Chapter Twenty-Two

On Friday, at two p.m. on the dot I was in Borispol Airport. In my hands I was holding a placard made of two album sheets. One album sheet seemed too small and therefore not reliable. On this poster, rather impressive in its size, in large block letters I wrote Polina Smith and Полина Смис. I was holding the pages proudly high above my head. It didn’t bother me that no one else had such a big poster, as most people just took the sheets torn from a school notebook or notepad, with the name of the person written with a pen or pencil. People, were paying great attention to me and my placard. They came close, looking first at the names written, then at me, some smiling, some snickering, and then stepped aside. Sometimes I saw them pointing to me with their friends, as if I were a lunatic of some kind. I paid no attention to any of those, as my goal was not to miss the courier.

And then I saw him! He was passing through the gate, tired, but happy, smiling with such an innocent smile!

“Mike?”

My hands, holding the banner with my name, dropped down and my “art” fell on the floor with a great wallop.
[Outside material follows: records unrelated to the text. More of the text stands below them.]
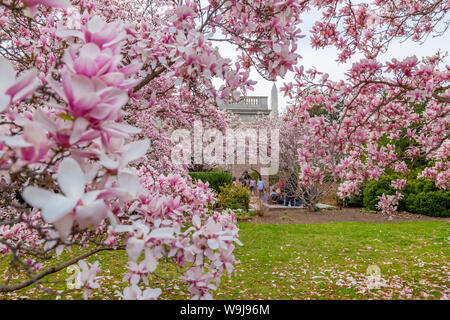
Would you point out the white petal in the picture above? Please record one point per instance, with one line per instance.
(134, 248)
(135, 150)
(108, 163)
(8, 74)
(79, 128)
(213, 244)
(196, 221)
(64, 226)
(162, 233)
(37, 197)
(71, 178)
(150, 293)
(91, 215)
(57, 207)
(15, 141)
(150, 262)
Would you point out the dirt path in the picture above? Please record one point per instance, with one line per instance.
(303, 216)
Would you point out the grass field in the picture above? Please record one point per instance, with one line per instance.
(311, 261)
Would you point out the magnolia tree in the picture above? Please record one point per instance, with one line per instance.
(346, 123)
(88, 93)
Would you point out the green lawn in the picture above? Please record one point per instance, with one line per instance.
(316, 261)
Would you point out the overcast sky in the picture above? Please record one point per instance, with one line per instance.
(324, 60)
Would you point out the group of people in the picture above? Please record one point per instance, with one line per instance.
(283, 193)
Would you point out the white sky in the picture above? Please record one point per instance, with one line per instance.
(324, 60)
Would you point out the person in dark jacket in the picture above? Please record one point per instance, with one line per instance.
(290, 188)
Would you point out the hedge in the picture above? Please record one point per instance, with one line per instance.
(215, 179)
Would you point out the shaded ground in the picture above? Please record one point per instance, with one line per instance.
(301, 216)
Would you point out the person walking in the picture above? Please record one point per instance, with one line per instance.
(260, 187)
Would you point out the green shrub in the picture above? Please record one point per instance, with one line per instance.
(234, 197)
(216, 179)
(355, 201)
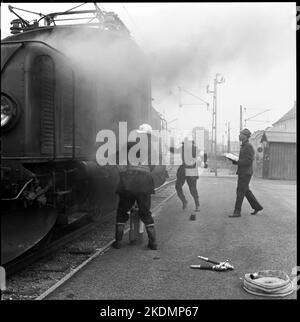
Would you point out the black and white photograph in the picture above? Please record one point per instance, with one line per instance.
(148, 152)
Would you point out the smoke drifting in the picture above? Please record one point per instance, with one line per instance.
(207, 37)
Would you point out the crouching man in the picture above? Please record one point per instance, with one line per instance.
(136, 185)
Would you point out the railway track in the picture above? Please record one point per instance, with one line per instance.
(29, 265)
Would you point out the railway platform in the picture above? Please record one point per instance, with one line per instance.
(251, 243)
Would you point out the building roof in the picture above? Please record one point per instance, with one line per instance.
(291, 114)
(279, 136)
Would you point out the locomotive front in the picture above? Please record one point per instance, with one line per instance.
(52, 107)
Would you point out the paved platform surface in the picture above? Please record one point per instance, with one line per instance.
(251, 243)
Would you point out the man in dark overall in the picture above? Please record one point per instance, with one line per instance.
(244, 173)
(187, 172)
(136, 185)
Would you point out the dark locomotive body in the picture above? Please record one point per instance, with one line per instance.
(48, 167)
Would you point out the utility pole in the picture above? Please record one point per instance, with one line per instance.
(214, 117)
(241, 118)
(228, 144)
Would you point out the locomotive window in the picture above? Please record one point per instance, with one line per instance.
(45, 67)
(8, 111)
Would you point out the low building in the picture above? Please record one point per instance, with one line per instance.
(255, 141)
(279, 155)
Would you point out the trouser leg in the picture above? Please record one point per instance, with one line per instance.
(252, 200)
(126, 201)
(179, 183)
(144, 204)
(242, 188)
(192, 183)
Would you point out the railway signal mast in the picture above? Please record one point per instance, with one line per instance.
(217, 81)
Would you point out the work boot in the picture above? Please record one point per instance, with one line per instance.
(119, 235)
(236, 213)
(152, 237)
(256, 211)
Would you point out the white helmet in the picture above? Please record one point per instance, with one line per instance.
(144, 128)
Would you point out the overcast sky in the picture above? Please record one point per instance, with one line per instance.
(253, 45)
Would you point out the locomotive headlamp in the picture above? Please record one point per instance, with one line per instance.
(8, 110)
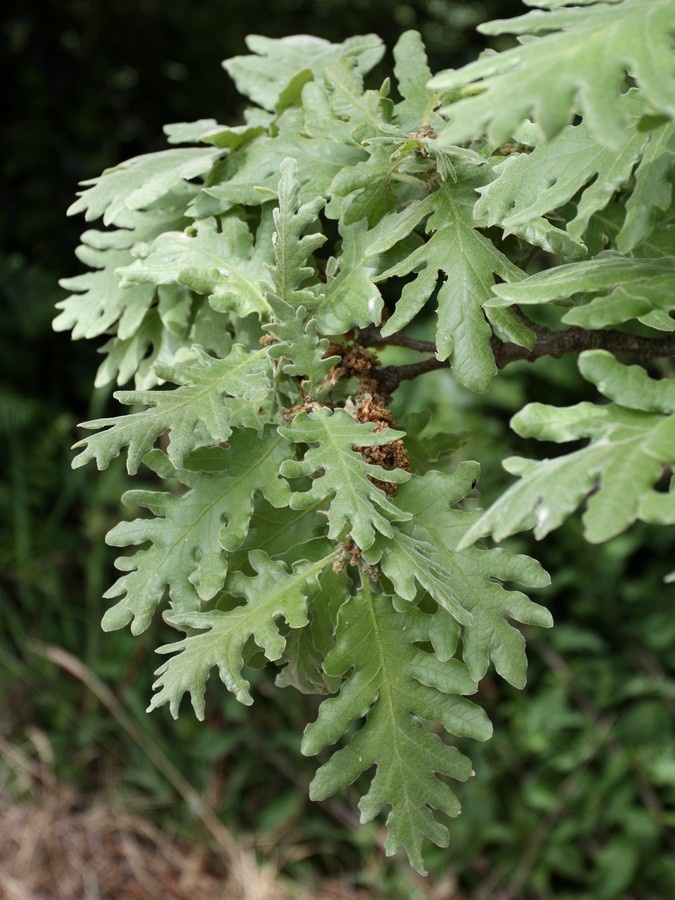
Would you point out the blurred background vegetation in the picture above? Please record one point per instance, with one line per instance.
(574, 797)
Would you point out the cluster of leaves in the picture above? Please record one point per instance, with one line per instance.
(236, 276)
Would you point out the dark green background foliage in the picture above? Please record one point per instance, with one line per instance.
(575, 795)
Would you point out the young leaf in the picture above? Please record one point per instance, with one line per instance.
(397, 687)
(271, 594)
(467, 262)
(630, 443)
(250, 176)
(474, 578)
(299, 346)
(577, 54)
(419, 104)
(199, 402)
(625, 288)
(140, 181)
(530, 185)
(358, 507)
(214, 257)
(189, 534)
(263, 77)
(653, 190)
(100, 301)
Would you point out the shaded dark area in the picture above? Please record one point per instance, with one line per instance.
(570, 796)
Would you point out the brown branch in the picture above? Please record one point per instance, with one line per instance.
(574, 340)
(371, 337)
(548, 343)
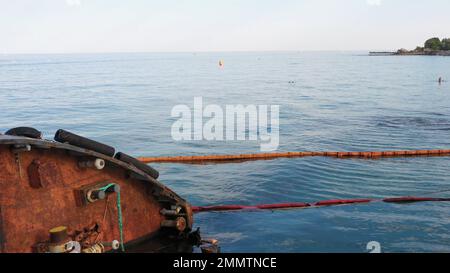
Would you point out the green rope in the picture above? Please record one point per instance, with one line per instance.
(119, 212)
“Miss, aren’t you meeting a special courier with your documents?” he said.

“I, I am!” I twined my arms about his neck while my body was shaking with laughter. Tears of happiness were rolling down my cheeks and I thought, What a surprise! What a man!

When our mutual emotions piped down a bit, we were approached by a taxi driver, one of many in the airport looking for fares, who offered his services. We refused. But he was in no hurry to leave.

“Excuse me my curiosity,” he said. “Tell me, whom were you meeting here?”

“My husband!” I said happily.

“You needed this huge poster to find your husband?” He was incredibly surprised, and went to tell other the taxi drivers about it. In five minutes I could hear friendly laughter from the drivers’ crowd. In ten minutes, half of Borispol International Airport was laughing. An hour later, I thought, perhaps, all Kiev would be laughing.

Well, I thought as I smiled, let people have their fun.